Hubble Space Telescope Sees Evidence of Water Vapor Venting off Jupiter Moon

NASA’s Hubble Space Telescope has observed water vapor above the frigid south polar region of Jupiter’s moon Europa, providing the first strong evidence of water plumes erupting off the moon’s surface.

This is an artist's concept of a plume of water vapor thought to be ejected off the frigid, icy surface of the Jovian moon Europa, located about 500 million miles (800 million kilometers) from the sun. Image Credit: NASA/ESA/K. Retherford/SWRI.

This is an artist’s concept of a plume of water vapor thought to be ejected off the frigid, icy surface of the Jovian moon Europa, located about 500 million miles (800 million kilometers) from the sun. Image Credit: NASA/ESA/K. Retherford/SWRI.

Previous scientific findings from other sources already point to the existence of an ocean located under Europa’s icy crust. Researchers are not yet fully certain whether the detected water vapor is generated by erupting water plumes on the surface, but they are confident this is the most likely explanation.

Should further observations support the finding, this would make Europa the second moon in the solar system known to have water vapor plumes.

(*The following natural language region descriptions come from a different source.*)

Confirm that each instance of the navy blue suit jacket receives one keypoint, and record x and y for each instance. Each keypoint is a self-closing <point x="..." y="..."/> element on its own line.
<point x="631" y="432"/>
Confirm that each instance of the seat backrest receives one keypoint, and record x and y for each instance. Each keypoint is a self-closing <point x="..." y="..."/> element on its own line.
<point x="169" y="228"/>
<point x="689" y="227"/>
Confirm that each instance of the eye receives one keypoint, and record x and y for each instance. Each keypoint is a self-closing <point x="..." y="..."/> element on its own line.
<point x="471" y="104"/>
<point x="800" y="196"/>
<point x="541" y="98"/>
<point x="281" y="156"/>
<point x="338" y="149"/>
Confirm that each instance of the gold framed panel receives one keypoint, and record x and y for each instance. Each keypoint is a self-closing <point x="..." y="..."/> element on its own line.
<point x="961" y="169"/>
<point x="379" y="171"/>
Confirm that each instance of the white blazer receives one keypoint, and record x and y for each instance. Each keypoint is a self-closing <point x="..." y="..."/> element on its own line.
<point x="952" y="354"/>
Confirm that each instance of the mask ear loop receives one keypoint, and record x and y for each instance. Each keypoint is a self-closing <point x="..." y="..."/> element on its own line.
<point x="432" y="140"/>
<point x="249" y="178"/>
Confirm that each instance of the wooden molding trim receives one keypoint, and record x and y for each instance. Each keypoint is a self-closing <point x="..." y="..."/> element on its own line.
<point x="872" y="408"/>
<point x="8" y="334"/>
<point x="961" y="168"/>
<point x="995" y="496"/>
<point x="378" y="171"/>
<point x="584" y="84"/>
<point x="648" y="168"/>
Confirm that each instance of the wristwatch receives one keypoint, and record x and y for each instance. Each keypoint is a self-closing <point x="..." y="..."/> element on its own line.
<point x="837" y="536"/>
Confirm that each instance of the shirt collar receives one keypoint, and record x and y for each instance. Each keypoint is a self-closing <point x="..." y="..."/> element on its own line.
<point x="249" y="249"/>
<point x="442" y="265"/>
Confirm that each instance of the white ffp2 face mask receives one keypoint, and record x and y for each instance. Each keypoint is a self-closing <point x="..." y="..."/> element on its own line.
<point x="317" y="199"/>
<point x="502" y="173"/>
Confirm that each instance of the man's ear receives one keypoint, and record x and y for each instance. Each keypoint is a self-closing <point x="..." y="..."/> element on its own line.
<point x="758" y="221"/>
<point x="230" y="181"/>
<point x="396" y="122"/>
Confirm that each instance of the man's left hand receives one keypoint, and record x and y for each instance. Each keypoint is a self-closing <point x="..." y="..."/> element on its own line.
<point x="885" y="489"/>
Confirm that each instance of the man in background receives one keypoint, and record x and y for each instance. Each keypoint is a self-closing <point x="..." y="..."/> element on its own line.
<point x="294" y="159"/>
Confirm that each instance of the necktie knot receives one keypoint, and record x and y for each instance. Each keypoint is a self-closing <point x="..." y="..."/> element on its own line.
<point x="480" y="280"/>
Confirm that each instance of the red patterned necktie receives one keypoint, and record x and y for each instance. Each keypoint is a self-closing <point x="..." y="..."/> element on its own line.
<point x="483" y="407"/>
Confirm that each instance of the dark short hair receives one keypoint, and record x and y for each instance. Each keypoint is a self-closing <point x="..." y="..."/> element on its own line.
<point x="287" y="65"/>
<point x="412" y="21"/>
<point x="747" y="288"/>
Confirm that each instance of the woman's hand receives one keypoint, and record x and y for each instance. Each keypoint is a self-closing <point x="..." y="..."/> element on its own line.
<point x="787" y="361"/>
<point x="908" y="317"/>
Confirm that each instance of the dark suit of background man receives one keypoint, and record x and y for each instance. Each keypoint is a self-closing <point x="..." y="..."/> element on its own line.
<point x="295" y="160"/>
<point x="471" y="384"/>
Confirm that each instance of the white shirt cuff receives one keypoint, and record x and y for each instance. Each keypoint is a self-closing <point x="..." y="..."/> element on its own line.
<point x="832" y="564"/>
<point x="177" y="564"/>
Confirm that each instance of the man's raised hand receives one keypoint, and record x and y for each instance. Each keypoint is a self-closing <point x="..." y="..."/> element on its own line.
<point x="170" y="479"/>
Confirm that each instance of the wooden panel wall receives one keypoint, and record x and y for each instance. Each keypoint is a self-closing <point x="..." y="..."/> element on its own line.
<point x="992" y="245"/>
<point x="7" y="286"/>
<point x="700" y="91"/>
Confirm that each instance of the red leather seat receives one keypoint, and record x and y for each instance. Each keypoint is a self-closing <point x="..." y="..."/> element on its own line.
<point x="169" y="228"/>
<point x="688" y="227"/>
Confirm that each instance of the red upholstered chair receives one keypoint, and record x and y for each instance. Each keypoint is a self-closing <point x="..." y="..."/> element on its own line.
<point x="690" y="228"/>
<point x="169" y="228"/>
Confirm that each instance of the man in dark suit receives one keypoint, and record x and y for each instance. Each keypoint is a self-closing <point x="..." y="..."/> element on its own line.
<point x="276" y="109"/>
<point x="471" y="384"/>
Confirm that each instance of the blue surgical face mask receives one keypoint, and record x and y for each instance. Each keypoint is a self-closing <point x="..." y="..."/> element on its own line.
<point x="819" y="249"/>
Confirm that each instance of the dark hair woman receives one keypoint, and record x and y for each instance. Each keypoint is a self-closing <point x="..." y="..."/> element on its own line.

“By far the simplest explanation for this water vapor is that it erupted from plumes on the surface of Europa,” said lead author Lorenz Roth of Southwest Research Institute in San Antonio. “If those plumes are connected with the subsurface water ocean we are confident exists under Europa’s crust, then this means that future investigations can directly investigate the chemical makeup of Europa’s potentially habitable environment without drilling through layers of ice. And that is tremendously exciting.”

In 2005, NASA’s Cassini orbiter detected jets of water vapor and dust spewing off the surface of Saturn’s moon Enceladus. Although ice and dust particles have subsequently been found in the Enceladus plumes, only water vapor gases have been measured at Europa so far.

Hubble spectroscopic observations provided the evidence for Europa plumes in December 2012. Time sampling of Europa’s auroral emissions measured by Hubble’s imaging spectrograph enabled the researchers to distinguish between features created by charged particles from Jupiter’s magnetic bubble and plumes from Europa’s surface, and also to rule out more exotic explanations such as serendipitously observing a rare meteorite impact.